Can dimension analysis be used in developing more advanced physics equations? It is obvious that dimensional analysis can be used to derive many classical mechanics equations (excluding constants). As long as all the dependent quantities are known. 
My question is whether this is an accepted method to derive formulas or is calculus is a must? If so can it be used in advanced areas such as Quantum mechanics and relativistic physics?
 A: Yes it can!
However, the term dimension analysis needs to be seen in its/a context.
Buckinghams Pi-Theorem did not just emerge out of the blue. And, the reason it works is not pure luck. There is a well grounded physical/theoretical basis for it. And it is the basis which allowed for dimesion analysis. Three scientists come to my mind.
Sophus Lie wrote 1888:

Each one-parameter symmetry group allows the reduction of order of the differential.

Buckingham developed his Pi-Theorem in 1914:

Any dimensionally correct relationship involving physical quantities can be expressed in terms of a maximal set of dimensionless combinations of the given quantities.

And finally, Emmy Noether in 1918:

If a system has a continuous symmetry property, then there are corresponding quantities whose values are conserved in time.
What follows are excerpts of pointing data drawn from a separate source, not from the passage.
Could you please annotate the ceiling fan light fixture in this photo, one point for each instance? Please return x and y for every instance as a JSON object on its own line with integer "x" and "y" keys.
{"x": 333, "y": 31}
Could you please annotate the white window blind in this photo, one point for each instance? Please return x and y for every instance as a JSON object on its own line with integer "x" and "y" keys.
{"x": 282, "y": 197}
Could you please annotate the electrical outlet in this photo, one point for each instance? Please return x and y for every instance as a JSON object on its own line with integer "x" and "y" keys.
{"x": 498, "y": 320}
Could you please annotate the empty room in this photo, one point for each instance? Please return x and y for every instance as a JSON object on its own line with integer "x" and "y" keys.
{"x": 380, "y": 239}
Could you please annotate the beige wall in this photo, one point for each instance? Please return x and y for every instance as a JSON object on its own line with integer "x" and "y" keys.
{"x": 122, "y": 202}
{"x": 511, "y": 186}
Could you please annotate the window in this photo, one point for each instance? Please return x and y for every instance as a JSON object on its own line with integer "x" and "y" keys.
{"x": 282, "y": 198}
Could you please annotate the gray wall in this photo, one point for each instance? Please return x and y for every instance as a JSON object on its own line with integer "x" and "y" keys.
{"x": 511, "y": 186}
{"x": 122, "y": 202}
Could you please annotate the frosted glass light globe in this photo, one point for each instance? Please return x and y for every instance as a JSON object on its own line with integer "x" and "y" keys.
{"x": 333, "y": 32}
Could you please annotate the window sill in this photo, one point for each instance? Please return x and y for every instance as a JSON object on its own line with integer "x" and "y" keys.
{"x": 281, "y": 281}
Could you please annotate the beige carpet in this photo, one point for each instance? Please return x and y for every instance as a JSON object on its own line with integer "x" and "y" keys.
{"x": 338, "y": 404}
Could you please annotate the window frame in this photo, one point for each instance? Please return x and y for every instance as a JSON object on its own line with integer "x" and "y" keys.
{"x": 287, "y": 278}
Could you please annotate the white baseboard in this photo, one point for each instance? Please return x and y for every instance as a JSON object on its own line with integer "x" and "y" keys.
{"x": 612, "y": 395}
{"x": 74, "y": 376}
Of course one could argue, that dimension analysis and the Noether Theorem / Lie Symmetry Groups have different levels of abstraction.
A: As an addendum to @CuriousOne answer, also in mathematical analysis the dimensional analysis (or more properly scale transformations) can be used to guess a priori estimates and useful results, that anyways has to be proven in a rigorous fashion by other means.
Two relevant examples may be the Sobolev and Strichartz estimates, whose admissible indices can be deduced by exploiting scaling invariance.
A: Dimensional analysis only gives results that are correct to first order and up to a constant. So really there is just some qualitative guessing on physical behaviour with dimensional analysis.
A: Dimensional analysis can help to "guesstimate" the form of many important results but it can, for instance, not produce general solutions to equations of motion. It's an invaluable tool to understand the structure of physical theory, including quantum mechanics and relativity, and to check results for consistency, but it can rarely replace complex calculations. It would be nice, though, if it could.